1901
Quien busca, halla. Siempre he revuelto en los baratillos. En la Chamisso Platz, y concretamente en un comercio que, con su letrero blanco y negro, prometía antigüedades, aunque piezas de valor sólo se encontraban luego escondidas muy al fondo entre sus baratijas, se despertó mi curiosidad por objetos raros y descubrí, hacia finales de los cincuenta, tres tarjetas postales ilustradas, atadas con un bramante, cuyos motivos relucían en mate: mezquita, iglesia conmemorativa y Muro de las Lamentaciones. Mataselladas en el año cuarenta y cinco en Jerusalén, iban dirigidas a cierto Doctor Benn de Berlín, pero, en los últimos meses de la guerra, el correo —como acreditaba un sello— no había logrado encontrar al destinatario entre las ruinas de la ciudad. Una suerte que el revoltijo de Kurtchen Mühlenhaupt en el distrito de Kreuzberg les hubiera dado refugio.
El texto, entretejido de monigotes y colas de cometa, y que se extendía por las tres postales, se podía descifrar sólo con esfuerzo y decía así: «¡Cómo anda el tiempo de cabeza! Hoy, primerísimo de marzo, cuando el apenas florecido siglo se pavonea torpemente con su número “uno” y tú, bárbaro y tigre mío, buscas ansioso carne en junglas lejanas, papá Schüler me cogió con su mano acariciadora para subir conmigo y con mi corazón de cristal al tren elevado de Barmen a Elberfeld, en su viaje inaugural. ¡Por encima del negro río Wupper!
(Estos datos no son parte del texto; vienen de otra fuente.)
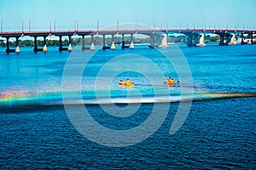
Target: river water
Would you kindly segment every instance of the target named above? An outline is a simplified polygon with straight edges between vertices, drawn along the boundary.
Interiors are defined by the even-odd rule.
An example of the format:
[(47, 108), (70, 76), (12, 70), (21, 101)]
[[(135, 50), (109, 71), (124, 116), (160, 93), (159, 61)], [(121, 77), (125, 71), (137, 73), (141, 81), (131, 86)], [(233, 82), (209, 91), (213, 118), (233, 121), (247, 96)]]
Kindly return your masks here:
[[(49, 48), (46, 54), (20, 48), (19, 54), (4, 50), (2, 168), (256, 167), (255, 45), (84, 52), (78, 47), (71, 53)], [(164, 75), (180, 84), (165, 84)], [(126, 78), (135, 86), (119, 85)], [(73, 120), (81, 116), (76, 115), (81, 105), (113, 133), (102, 135), (84, 117)], [(182, 110), (186, 114), (171, 133), (180, 105), (188, 107)], [(135, 137), (129, 139), (125, 130), (151, 119), (156, 107), (155, 123), (132, 131)]]

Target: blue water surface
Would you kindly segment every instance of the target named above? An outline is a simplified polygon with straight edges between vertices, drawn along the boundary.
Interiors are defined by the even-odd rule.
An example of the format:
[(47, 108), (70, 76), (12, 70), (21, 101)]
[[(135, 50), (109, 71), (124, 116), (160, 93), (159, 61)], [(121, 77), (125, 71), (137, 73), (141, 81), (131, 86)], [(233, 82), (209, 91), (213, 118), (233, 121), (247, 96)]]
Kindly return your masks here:
[[(225, 99), (220, 94), (256, 93), (255, 48), (254, 44), (203, 48), (180, 45), (191, 71), (195, 95), (218, 93), (218, 99), (204, 98), (194, 101), (185, 122), (172, 135), (169, 130), (179, 104), (171, 103), (165, 122), (152, 136), (139, 144), (120, 148), (101, 145), (84, 138), (71, 123), (63, 105), (55, 105), (55, 101), (61, 103), (63, 69), (70, 52), (60, 53), (55, 48), (49, 48), (46, 54), (34, 54), (32, 48), (20, 48), (19, 54), (6, 54), (1, 48), (0, 167), (3, 169), (254, 169), (256, 98)], [(76, 50), (80, 54), (73, 58), (68, 65), (73, 71), (66, 75), (70, 80), (67, 93), (71, 99), (77, 91), (82, 91), (84, 99), (95, 98), (96, 93), (100, 97), (110, 94), (113, 98), (179, 95), (177, 86), (164, 85), (164, 76), (154, 77), (155, 72), (148, 68), (148, 63), (131, 54), (145, 56), (161, 69), (163, 75), (178, 80), (173, 66), (158, 50), (146, 46), (96, 53), (81, 52), (79, 48)], [(91, 55), (94, 57), (88, 60)], [(119, 55), (125, 55), (126, 59), (98, 76), (102, 66)], [(115, 77), (110, 77), (112, 71), (118, 71), (118, 65), (122, 65), (145, 67), (145, 71), (151, 74), (146, 77), (136, 71), (117, 71)], [(80, 69), (84, 69), (82, 76), (77, 74)], [(137, 85), (119, 87), (119, 80), (127, 77)], [(106, 86), (103, 82), (109, 78), (113, 81)], [(154, 89), (150, 78), (161, 79)], [(96, 88), (96, 80), (102, 82)], [(16, 103), (10, 101), (14, 96), (18, 99)], [(26, 99), (30, 99), (31, 105), (16, 105)], [(47, 101), (47, 105), (38, 105), (37, 100)], [(102, 126), (129, 129), (147, 119), (153, 105), (142, 104), (135, 114), (125, 118), (110, 116), (98, 105), (86, 105), (86, 109)], [(118, 106), (122, 108), (126, 105)]]

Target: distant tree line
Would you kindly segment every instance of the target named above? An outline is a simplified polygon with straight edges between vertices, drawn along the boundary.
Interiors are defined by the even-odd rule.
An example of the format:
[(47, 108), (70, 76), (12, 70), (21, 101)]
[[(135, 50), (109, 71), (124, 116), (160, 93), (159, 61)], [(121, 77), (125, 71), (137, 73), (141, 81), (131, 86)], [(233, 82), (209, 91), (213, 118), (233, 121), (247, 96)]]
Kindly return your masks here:
[[(188, 36), (185, 35), (180, 35), (180, 36), (169, 36), (167, 37), (168, 42), (173, 42), (173, 43), (187, 43), (188, 42)], [(219, 41), (218, 36), (205, 36), (205, 43), (207, 43), (209, 42), (217, 42)], [(37, 40), (38, 47), (43, 47), (44, 46), (44, 40)], [(112, 37), (106, 37), (105, 38), (106, 45), (111, 45), (112, 43)], [(114, 42), (115, 44), (121, 44), (122, 43), (122, 37), (114, 37)], [(133, 42), (134, 43), (150, 43), (150, 37), (133, 37)], [(90, 46), (91, 43), (91, 38), (90, 37), (84, 37), (84, 43), (86, 46)], [(95, 45), (103, 45), (103, 41), (102, 37), (94, 37), (94, 44)], [(125, 43), (129, 44), (131, 43), (131, 37), (125, 37)], [(69, 44), (69, 41), (67, 39), (62, 40), (62, 45), (67, 46)], [(72, 38), (72, 45), (77, 46), (82, 44), (82, 37), (78, 38)], [(46, 40), (46, 45), (47, 46), (52, 46), (52, 47), (58, 47), (60, 45), (59, 40)], [(15, 47), (16, 42), (12, 41), (9, 42), (10, 47)], [(34, 46), (34, 41), (33, 40), (20, 40), (19, 41), (19, 46), (20, 47), (33, 47)], [(0, 40), (0, 48), (5, 48), (6, 43), (3, 40)]]

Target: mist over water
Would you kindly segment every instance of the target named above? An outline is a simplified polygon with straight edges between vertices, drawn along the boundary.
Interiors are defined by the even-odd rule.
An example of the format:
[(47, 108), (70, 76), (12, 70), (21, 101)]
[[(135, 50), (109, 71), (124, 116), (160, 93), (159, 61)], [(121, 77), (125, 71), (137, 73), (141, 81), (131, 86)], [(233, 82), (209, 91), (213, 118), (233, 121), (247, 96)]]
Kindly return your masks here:
[[(178, 102), (186, 99), (186, 93), (181, 96), (180, 87), (164, 84), (164, 74), (176, 82), (179, 77), (159, 51), (145, 46), (136, 46), (133, 50), (99, 50), (88, 60), (95, 52), (82, 52), (79, 48), (72, 52), (79, 54), (65, 65), (71, 54), (59, 53), (55, 48), (49, 48), (46, 54), (20, 48), (19, 54), (6, 54), (1, 48), (1, 167), (255, 167), (256, 46), (179, 48), (191, 70), (195, 102), (184, 124), (172, 135), (169, 133), (170, 126)], [(107, 65), (99, 74), (108, 62), (119, 55), (122, 60)], [(146, 57), (160, 68), (164, 73), (161, 77), (137, 55)], [(173, 55), (173, 60), (178, 59)], [(84, 69), (84, 63), (86, 67), (80, 77), (77, 73)], [(127, 65), (144, 68), (148, 76), (131, 71), (118, 73)], [(64, 66), (72, 70), (66, 75), (70, 87), (65, 90), (61, 88)], [(119, 86), (119, 81), (126, 78), (136, 85)], [(155, 82), (152, 84), (152, 81)], [(188, 85), (188, 90), (189, 88)], [(162, 98), (170, 96), (165, 102), (174, 103), (171, 103), (165, 122), (151, 137), (135, 145), (112, 148), (91, 142), (74, 128), (63, 108), (63, 93), (70, 105), (85, 104), (95, 120), (113, 129), (129, 129), (143, 122), (156, 99), (163, 102)], [(82, 103), (77, 98), (80, 93)], [(98, 101), (106, 107), (115, 103), (119, 108), (143, 104), (133, 115), (118, 117), (106, 113)]]

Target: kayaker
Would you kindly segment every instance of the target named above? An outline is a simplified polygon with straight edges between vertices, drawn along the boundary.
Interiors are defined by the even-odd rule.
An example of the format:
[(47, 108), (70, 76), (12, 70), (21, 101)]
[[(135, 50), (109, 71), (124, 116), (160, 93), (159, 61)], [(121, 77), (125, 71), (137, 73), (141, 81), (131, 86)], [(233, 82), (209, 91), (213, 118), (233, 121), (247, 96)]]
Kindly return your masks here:
[(129, 78), (127, 78), (125, 83), (126, 83), (126, 84), (130, 84), (130, 80), (129, 80)]

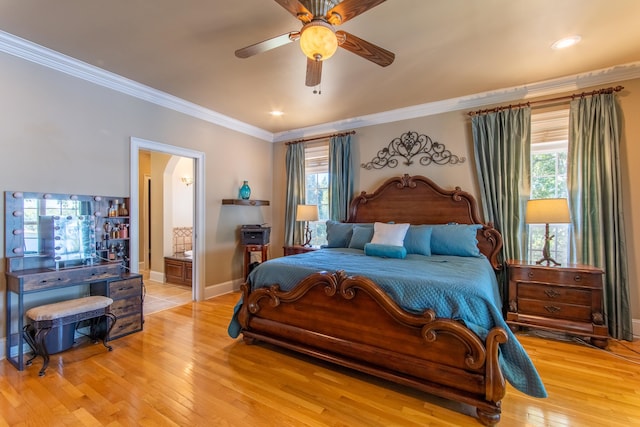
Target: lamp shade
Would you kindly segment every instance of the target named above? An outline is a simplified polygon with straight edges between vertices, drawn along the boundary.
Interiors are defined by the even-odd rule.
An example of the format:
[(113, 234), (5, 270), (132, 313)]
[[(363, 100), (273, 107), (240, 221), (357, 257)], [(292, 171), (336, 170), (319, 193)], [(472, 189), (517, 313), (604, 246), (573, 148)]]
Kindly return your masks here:
[(317, 221), (318, 206), (316, 205), (298, 205), (296, 211), (296, 221)]
[(567, 199), (534, 199), (527, 202), (527, 224), (566, 224), (571, 222)]
[(338, 39), (333, 27), (324, 21), (311, 21), (302, 28), (300, 49), (314, 61), (329, 59), (338, 50)]

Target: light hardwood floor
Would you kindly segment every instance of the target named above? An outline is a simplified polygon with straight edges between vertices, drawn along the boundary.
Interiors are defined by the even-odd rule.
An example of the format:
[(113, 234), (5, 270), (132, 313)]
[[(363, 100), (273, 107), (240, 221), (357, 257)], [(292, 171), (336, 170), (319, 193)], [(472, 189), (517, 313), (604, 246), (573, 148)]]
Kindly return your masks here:
[[(0, 362), (0, 426), (477, 426), (471, 408), (227, 335), (238, 294), (146, 316), (19, 372)], [(549, 397), (511, 386), (500, 426), (640, 425), (640, 343), (616, 354), (519, 335)]]

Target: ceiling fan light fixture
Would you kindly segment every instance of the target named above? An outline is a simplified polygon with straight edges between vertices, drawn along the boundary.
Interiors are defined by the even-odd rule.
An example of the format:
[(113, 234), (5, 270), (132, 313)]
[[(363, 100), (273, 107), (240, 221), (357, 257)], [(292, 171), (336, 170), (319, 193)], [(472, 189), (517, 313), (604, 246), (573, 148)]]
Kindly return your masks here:
[(306, 24), (300, 34), (300, 49), (315, 61), (329, 59), (338, 50), (338, 39), (333, 27), (321, 20)]

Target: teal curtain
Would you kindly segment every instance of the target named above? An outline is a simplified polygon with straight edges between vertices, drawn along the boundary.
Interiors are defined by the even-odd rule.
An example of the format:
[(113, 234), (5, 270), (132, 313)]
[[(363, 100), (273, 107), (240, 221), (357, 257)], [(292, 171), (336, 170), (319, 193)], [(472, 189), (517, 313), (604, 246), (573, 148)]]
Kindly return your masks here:
[(352, 197), (351, 135), (334, 136), (329, 140), (329, 217), (346, 220)]
[[(523, 259), (524, 212), (531, 187), (531, 108), (478, 114), (471, 122), (484, 220), (502, 233), (502, 261)], [(498, 279), (505, 298), (504, 270)]]
[(305, 203), (304, 144), (287, 146), (287, 199), (284, 213), (284, 244), (286, 246), (302, 243), (304, 227), (296, 221), (298, 205)]
[(567, 187), (571, 260), (602, 268), (609, 334), (633, 339), (620, 184), (620, 119), (613, 93), (571, 101)]

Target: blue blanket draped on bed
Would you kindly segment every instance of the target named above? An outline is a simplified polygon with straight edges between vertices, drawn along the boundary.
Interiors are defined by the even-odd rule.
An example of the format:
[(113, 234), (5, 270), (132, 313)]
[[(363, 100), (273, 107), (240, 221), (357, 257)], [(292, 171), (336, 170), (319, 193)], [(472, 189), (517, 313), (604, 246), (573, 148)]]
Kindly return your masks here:
[[(438, 317), (461, 320), (482, 340), (491, 328), (504, 328), (509, 336), (500, 345), (505, 378), (523, 393), (547, 396), (533, 363), (502, 317), (495, 272), (483, 256), (408, 255), (392, 259), (365, 256), (359, 249), (326, 248), (265, 262), (251, 272), (248, 281), (251, 286), (279, 284), (288, 291), (310, 274), (337, 270), (370, 278), (407, 311), (422, 313), (431, 308)], [(240, 333), (236, 314), (241, 304), (238, 302), (229, 325), (233, 338)]]

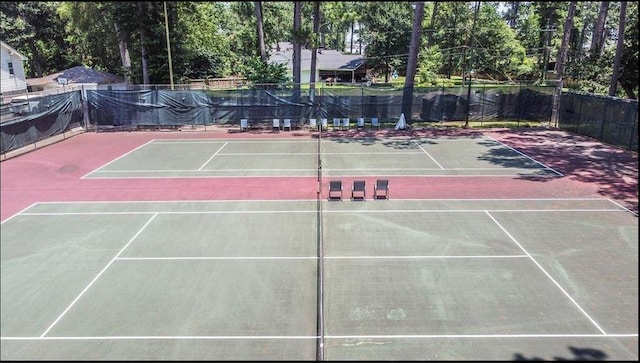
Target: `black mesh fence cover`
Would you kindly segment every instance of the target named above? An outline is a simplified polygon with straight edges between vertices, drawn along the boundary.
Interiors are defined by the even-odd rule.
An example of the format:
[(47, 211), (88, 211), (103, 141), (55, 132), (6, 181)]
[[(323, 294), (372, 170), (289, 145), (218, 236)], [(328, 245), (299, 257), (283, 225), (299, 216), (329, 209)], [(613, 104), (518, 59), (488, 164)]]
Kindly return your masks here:
[(33, 144), (70, 129), (82, 127), (80, 91), (43, 96), (16, 111), (16, 105), (3, 106), (1, 152)]
[(638, 151), (638, 101), (563, 93), (558, 109), (558, 127)]
[[(413, 90), (413, 122), (552, 121), (554, 87), (483, 85)], [(270, 124), (274, 118), (303, 125), (310, 118), (370, 119), (396, 122), (403, 90), (364, 86), (235, 88), (220, 90), (84, 90), (44, 96), (26, 112), (2, 106), (2, 153), (83, 126), (172, 128), (185, 125)], [(567, 92), (560, 95), (558, 127), (630, 150), (638, 149), (638, 102)]]

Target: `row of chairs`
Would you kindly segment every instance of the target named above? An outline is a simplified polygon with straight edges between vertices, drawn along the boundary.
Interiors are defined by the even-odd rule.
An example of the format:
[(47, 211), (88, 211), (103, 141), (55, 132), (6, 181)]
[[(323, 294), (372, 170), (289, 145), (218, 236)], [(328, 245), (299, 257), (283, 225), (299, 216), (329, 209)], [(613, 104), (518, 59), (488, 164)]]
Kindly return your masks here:
[[(315, 118), (309, 119), (309, 127), (311, 127), (311, 129), (317, 129), (318, 128), (318, 120)], [(320, 125), (322, 127), (323, 130), (328, 130), (329, 129), (329, 120), (326, 118), (322, 118), (320, 119)], [(374, 127), (377, 129), (380, 129), (380, 121), (378, 121), (377, 117), (372, 117), (371, 118), (371, 128), (373, 129)], [(364, 117), (358, 117), (358, 119), (356, 120), (356, 127), (358, 129), (364, 129), (365, 127), (365, 119)], [(334, 130), (349, 130), (351, 128), (351, 119), (348, 117), (344, 117), (344, 118), (339, 118), (339, 117), (334, 117), (333, 118), (333, 129)]]
[[(351, 186), (351, 200), (367, 199), (367, 183), (354, 180)], [(329, 181), (329, 200), (342, 200), (342, 180)], [(373, 199), (389, 199), (389, 180), (378, 179), (373, 186)]]
[[(273, 125), (273, 131), (280, 131), (280, 130), (289, 130), (291, 131), (291, 119), (289, 118), (285, 118), (282, 120), (282, 126), (280, 125), (280, 119), (279, 118), (274, 118), (272, 120), (272, 125)], [(328, 130), (329, 129), (329, 120), (326, 118), (322, 118), (320, 119), (320, 125), (322, 127), (323, 130)], [(318, 129), (318, 120), (315, 118), (309, 119), (309, 127), (311, 127), (311, 129)], [(358, 117), (357, 121), (356, 121), (356, 127), (358, 129), (364, 129), (365, 127), (365, 119), (364, 117)], [(380, 122), (378, 121), (377, 117), (372, 117), (371, 118), (371, 128), (377, 128), (380, 129)], [(333, 118), (333, 129), (334, 130), (349, 130), (351, 128), (351, 119), (348, 117), (344, 117), (344, 118), (339, 118), (339, 117), (334, 117)], [(240, 131), (247, 131), (249, 130), (249, 120), (246, 118), (240, 119)]]
[[(273, 131), (280, 131), (282, 130), (289, 130), (291, 131), (291, 119), (290, 118), (285, 118), (284, 120), (282, 120), (282, 126), (280, 125), (280, 119), (279, 118), (274, 118), (272, 121), (272, 125), (273, 125)], [(249, 120), (246, 118), (242, 118), (240, 119), (240, 131), (247, 131), (249, 130)]]

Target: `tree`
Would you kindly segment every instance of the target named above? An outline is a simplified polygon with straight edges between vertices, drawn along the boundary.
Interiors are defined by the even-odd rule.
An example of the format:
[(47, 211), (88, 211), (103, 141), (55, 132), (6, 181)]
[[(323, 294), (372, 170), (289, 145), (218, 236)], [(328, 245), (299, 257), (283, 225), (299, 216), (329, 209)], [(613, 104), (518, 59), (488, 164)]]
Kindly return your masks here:
[(241, 73), (247, 81), (265, 88), (278, 88), (289, 79), (285, 64), (264, 63), (260, 57), (246, 59)]
[(300, 72), (302, 66), (302, 2), (296, 1), (293, 4), (293, 83), (300, 87)]
[(627, 13), (627, 2), (623, 1), (620, 6), (620, 25), (618, 26), (618, 45), (616, 47), (616, 58), (613, 62), (613, 72), (611, 72), (611, 85), (609, 86), (609, 96), (615, 96), (620, 73), (620, 62), (624, 47), (624, 28)]
[(597, 58), (602, 54), (604, 49), (605, 39), (605, 22), (607, 20), (607, 11), (609, 10), (609, 1), (600, 2), (600, 11), (598, 11), (598, 20), (596, 26), (593, 29), (593, 35), (591, 38), (591, 47), (589, 52), (592, 58)]
[(313, 2), (313, 32), (311, 39), (311, 73), (309, 74), (309, 94), (315, 98), (316, 63), (318, 62), (318, 30), (320, 28), (320, 2)]
[(624, 51), (620, 65), (620, 86), (630, 99), (638, 99), (638, 3), (629, 2), (626, 8)]
[(146, 18), (145, 3), (138, 1), (138, 19), (140, 19), (140, 62), (142, 66), (142, 84), (149, 84), (149, 63), (147, 60), (147, 28), (144, 20)]
[(81, 64), (65, 39), (58, 6), (58, 2), (46, 1), (0, 2), (0, 38), (27, 57), (27, 77), (42, 77)]
[(258, 33), (258, 48), (260, 49), (260, 59), (267, 62), (267, 49), (264, 45), (264, 29), (262, 24), (262, 1), (253, 2), (256, 12), (256, 23)]
[(567, 19), (564, 23), (562, 45), (560, 46), (558, 55), (556, 56), (556, 73), (558, 75), (558, 79), (562, 79), (562, 75), (564, 72), (564, 63), (567, 59), (567, 48), (569, 47), (569, 38), (573, 29), (573, 15), (575, 13), (575, 10), (576, 2), (571, 1), (569, 3), (569, 13), (567, 14)]
[(413, 105), (413, 87), (420, 50), (420, 34), (422, 33), (422, 19), (424, 18), (424, 2), (418, 1), (413, 12), (413, 31), (411, 32), (411, 45), (409, 46), (409, 60), (407, 61), (407, 73), (402, 93), (402, 113), (411, 123), (411, 106)]
[(361, 12), (367, 29), (362, 40), (367, 44), (367, 66), (383, 73), (389, 82), (392, 70), (406, 67), (412, 22), (411, 7), (406, 2), (369, 2)]

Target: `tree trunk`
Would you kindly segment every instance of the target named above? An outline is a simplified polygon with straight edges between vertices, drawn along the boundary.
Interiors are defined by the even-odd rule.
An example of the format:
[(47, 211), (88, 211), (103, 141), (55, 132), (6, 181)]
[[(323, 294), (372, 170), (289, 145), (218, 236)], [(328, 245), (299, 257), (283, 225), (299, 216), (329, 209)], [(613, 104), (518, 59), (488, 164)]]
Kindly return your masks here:
[(262, 22), (262, 1), (254, 1), (256, 22), (258, 24), (258, 47), (260, 48), (260, 59), (267, 63), (267, 48), (264, 44), (264, 28)]
[(418, 54), (420, 53), (420, 34), (422, 33), (422, 19), (424, 18), (424, 1), (416, 2), (413, 12), (413, 31), (411, 32), (411, 45), (409, 47), (409, 59), (407, 60), (407, 76), (404, 82), (402, 94), (402, 113), (405, 120), (411, 124), (411, 109), (413, 105), (413, 86), (416, 76)]
[(609, 96), (615, 96), (618, 92), (618, 78), (620, 74), (620, 62), (624, 51), (624, 28), (625, 17), (627, 16), (627, 2), (620, 4), (620, 23), (618, 25), (618, 45), (616, 46), (616, 58), (613, 61), (613, 73), (611, 74), (611, 84), (609, 85)]
[(129, 46), (127, 38), (117, 21), (113, 23), (118, 37), (118, 47), (120, 48), (120, 60), (124, 69), (124, 82), (127, 86), (131, 84), (131, 57), (129, 57)]
[(569, 48), (571, 31), (573, 30), (573, 16), (575, 14), (575, 11), (576, 2), (571, 1), (569, 3), (569, 13), (567, 14), (567, 20), (564, 22), (562, 45), (560, 46), (560, 50), (558, 50), (558, 55), (556, 56), (556, 73), (558, 79), (562, 78), (562, 73), (564, 72), (564, 64), (567, 61), (567, 50)]
[(300, 87), (300, 68), (302, 66), (302, 46), (300, 44), (300, 27), (302, 23), (302, 2), (293, 5), (293, 83)]
[[(142, 21), (142, 19), (146, 18), (146, 14), (144, 11), (144, 2), (138, 1), (138, 19)], [(147, 31), (145, 28), (145, 24), (140, 24), (140, 58), (142, 61), (142, 84), (149, 84), (151, 81), (149, 80), (149, 64), (147, 60), (147, 46), (145, 45), (147, 39)]]
[(520, 10), (520, 1), (511, 2), (511, 14), (509, 16), (509, 27), (515, 29), (518, 26), (518, 10)]
[(598, 11), (598, 20), (596, 20), (596, 26), (593, 29), (593, 36), (591, 37), (591, 47), (589, 52), (592, 58), (597, 58), (602, 55), (604, 49), (604, 26), (607, 21), (607, 12), (609, 11), (609, 1), (603, 1), (600, 3), (600, 10)]
[(431, 46), (433, 39), (433, 32), (435, 31), (436, 17), (438, 16), (438, 4), (439, 2), (433, 2), (433, 13), (431, 13), (431, 23), (429, 24), (429, 31), (427, 32), (427, 49)]
[(315, 98), (316, 88), (316, 63), (318, 59), (318, 30), (320, 28), (320, 2), (313, 2), (313, 43), (311, 43), (311, 73), (309, 74), (309, 94)]

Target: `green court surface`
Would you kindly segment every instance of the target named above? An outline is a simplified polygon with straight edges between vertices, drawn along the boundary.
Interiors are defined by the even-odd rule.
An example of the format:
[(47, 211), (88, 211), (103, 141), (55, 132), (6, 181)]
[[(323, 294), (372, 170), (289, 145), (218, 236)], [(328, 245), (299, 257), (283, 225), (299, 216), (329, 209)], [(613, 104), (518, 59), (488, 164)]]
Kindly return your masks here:
[[(321, 141), (323, 173), (337, 176), (558, 176), (489, 137)], [(314, 176), (317, 140), (152, 140), (84, 178)]]
[(1, 233), (5, 360), (638, 358), (637, 217), (604, 198), (35, 203)]

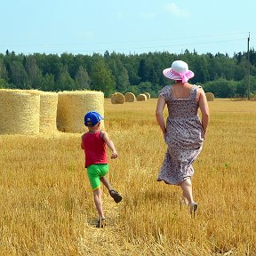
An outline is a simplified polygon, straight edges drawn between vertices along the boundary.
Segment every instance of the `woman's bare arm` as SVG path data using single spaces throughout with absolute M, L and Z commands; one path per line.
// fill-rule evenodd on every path
M 163 132 L 164 136 L 165 135 L 166 132 L 166 127 L 164 120 L 164 116 L 163 116 L 163 111 L 165 106 L 165 100 L 163 97 L 159 96 L 157 104 L 156 104 L 156 121 Z

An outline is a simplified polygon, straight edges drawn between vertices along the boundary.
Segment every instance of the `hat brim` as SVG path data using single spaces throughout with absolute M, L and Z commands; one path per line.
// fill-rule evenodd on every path
M 165 68 L 163 70 L 163 74 L 165 77 L 169 78 L 169 79 L 172 79 L 172 80 L 182 80 L 182 78 L 178 76 L 177 74 L 174 74 L 172 70 L 172 68 Z M 191 70 L 188 70 L 187 73 L 186 73 L 186 76 L 190 79 L 192 77 L 194 77 L 195 74 L 193 71 Z

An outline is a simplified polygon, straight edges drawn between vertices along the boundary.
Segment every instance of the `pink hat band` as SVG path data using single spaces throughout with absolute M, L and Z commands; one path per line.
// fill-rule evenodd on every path
M 180 72 L 174 70 L 177 69 Z M 182 70 L 182 71 L 181 71 Z M 186 83 L 188 79 L 194 77 L 195 74 L 193 71 L 188 70 L 188 64 L 182 60 L 176 60 L 172 63 L 172 68 L 165 68 L 163 74 L 167 78 L 172 80 L 181 80 L 182 83 Z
Es un dragón duro como el acero, que con sus mil patas tuerce y se retuerce sobre un río que los tintoreros, devotos de la Biblia, ennegrecen por un sueldo ridículo con sus tintes residuales. Y continuamente vuela por los aires la barquilla del tren, mientras el dragón avanza sobre sus pesadas patas anulares. Ah, si pudieras, mi Giselher, junto a cuyos dulces labios tantas dichas me estremecieron, estar conmigo, tu Sulamita… ¿o debiera ser el príncipe Yusuf?, y volar así sobre el río Estigio, que es el otro Wupper, hasta rejuvenecernos, juntarnos y extinguirnos en la caída. Pero no, estoy a salvo en Tierra Santa y vivo totalmente prometida al Mesías, mientras que tú sigues perdido y has renegado de mí, traidor de rostro duro, bárbaro como eres. ¡Ay dolor! ¿Ves el cisne negro sobre el negro Wupper? ¿Oyes mi canción, plañideramente entonada en el piano azul? Ahora tenemos que bajar, dice papá Schüler a su Else. En la tierra fui casi siempre una niña obediente…».
Sin duda se sabe que Else Schüler, el día en que se inauguró ceremoniosamente para uso público el primer tramo, de cuatro kilómetros y medio de longitud, del tren elevado de Wuppertal no era ya una niña, sino que tenía sus treinta años, estaba casada con Berthold Lasker y, desde hacía dos años, era madre de un hijo, pero la edad se plegó siempre a sus deseos, por lo que esas tres señales de vida desde Jerusalén, dirigidas al doctor Benn, y franqueadas y enviadas poco antes de la muerte de ella, estaban de todos modos mejor informadas.
No regateé mucho, pagué por las postales otra vez atadas un precio exagerado, y Kurtchen Mühlenhaupt, cuyo baratillo tenía siempre algo especial, me guiñó un ojo.